[Contém spoilers de The Undoing.
Se você prefere não saber nada do desfecho, confira nossas primeiras impressões sem spoilers]
No último episódio de The Undoing, a personagem de Grace (Nicole Kidman) sobe ao tribunal e explica ao júri o conceito de “viés de confirmação”, a tendência de procurar informações que não contradigam crenças já estabelecidas. No julgamento, a personagem é questionada sobre a visão que tem sobre seu próprio marido, o Dr. Jonathan Frazer (Hugh Grant), acusado de assassinato. Em sua réplica, Grace entrega a temática da série, que passou seis episódios analisando a vida de um casal perfeito e desmascarando a vida desconhecida do marido por trás das aparências.
Até o julgamento, a série não havia nos confirmado o real culpado pelo crime do primeiro episódio, entregando apenas pistas e desviando a trama para diversos desfechos diferentes. Mas a diretora Susanne Bier construiu um cenário que engana seu público de modo reverso à maioria das séries investigativas: apesar das evidências, Jonathan parecia tão inocente que nos vimos procurando pistas que nos levassem a absolvê-lo e encontrar outro culpado.
Por isso é tão frustrante que The Undoing tenha recebido críticas por um final supostamente decepcionante. Logo após a transmissão do episódio final, fãs foram às redes desapontados com a conclusão de que quem mais parecia culpado era, realmente, o culpado. Essa insatisfação só demonstra quão perfeitamente Bier construiu sua trama. A todo momento as evidências apontavam para o Dr. Frazer, mas nosso viés de confirmação - que não permitiria condenar um personagem tão carismático, retratado tão bem por um ator tão querido - nos levou à coleta de evidências que apontavam para qualquer outro lugar.
A conclusão de The Undoing, no entanto, nunca pretendeu ser surpreendente, e a série se desenvolveu não como uma trama investigativa, mas como um drama focado na dificuldade humana de desconstruir dogmas e expectativas. Não à toa, a série é baseada no livro de Jean Hanff Korelitz chamado You Should Have Known, e ganhou o subtítulo em português de Já Devias Saber. A jornada de Grace, junto ao público, nunca foi de descobrir ou não a culpa de Jonathan, mas de encarar a realidade de algo que já sabiamos ser verdade.
Dito isso, vale ressaltar que o final de The Undoing tem, sim, seus problemas, talvez exatamente porque tentou compensar um final (por definição) anticlimático com um clímax grandioso. Colocado frente a um veredito de culpa inevitável, Jonathan sequestra seu filho, resultando em uma perseguição final de grande orçamento com carros em alta velocidade e helicópteros. Todo esse exagero, apesar de incômodo por contrastar com uma série tão contida, tem seus méritos também. A sequência final deu a Grant uma possibilidade de soltar as rédeas do comportamento psicopata e brilhar como nunca antes, se sobressaindo em um elenco já perfeito. Nessa jornada, além de atuações certeiras de Kidman e Donald Sutherland, Noah Jupe também se destacou como uma jovem estrela do drama.
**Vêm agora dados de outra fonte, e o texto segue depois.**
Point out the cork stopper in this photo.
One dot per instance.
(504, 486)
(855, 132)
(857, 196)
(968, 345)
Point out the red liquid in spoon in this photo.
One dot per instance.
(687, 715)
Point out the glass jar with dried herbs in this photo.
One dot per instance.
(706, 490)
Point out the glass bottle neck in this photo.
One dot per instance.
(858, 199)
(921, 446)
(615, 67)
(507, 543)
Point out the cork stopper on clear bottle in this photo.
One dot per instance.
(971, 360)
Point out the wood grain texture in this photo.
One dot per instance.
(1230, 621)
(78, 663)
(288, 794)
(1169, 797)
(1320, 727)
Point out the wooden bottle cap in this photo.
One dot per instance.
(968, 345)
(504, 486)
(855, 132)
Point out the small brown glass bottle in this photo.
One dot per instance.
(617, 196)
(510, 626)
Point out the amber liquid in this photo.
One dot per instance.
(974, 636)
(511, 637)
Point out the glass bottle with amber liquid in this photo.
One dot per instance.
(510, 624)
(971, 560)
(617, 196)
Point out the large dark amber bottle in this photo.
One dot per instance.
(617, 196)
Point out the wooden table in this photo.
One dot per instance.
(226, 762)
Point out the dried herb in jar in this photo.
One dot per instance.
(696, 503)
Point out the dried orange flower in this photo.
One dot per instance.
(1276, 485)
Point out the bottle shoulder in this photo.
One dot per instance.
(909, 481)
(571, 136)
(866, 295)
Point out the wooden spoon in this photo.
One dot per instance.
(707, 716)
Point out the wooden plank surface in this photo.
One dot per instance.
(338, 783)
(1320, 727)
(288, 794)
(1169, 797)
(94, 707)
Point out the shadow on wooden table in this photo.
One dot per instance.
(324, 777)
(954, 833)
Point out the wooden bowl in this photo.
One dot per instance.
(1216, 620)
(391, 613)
Há quem insista que The Undoing tentou ludibriar seu espectador e desviar sua atenção para tramas que no fim não tinham propósito, mas a série trilhou um caminho bem definido desde o começo e nunca pretendeu ser algo que não é. Enquanto nos distraímos com outras possibilidades apresentadas, Jonathan se justificava e interpretava um homem injustiçado perfeitamente condizente com a psicopatia, o que por fim o torna tão real. Já acostumada a retratar a tragédia dos privilegiados, a HBO soube muito bem entregar nas mãos de Bier o desenrolar de um mistério óbvio, que não apenas se construiu em ótimas performances, como deu a 2020 uma de suas melhores produções.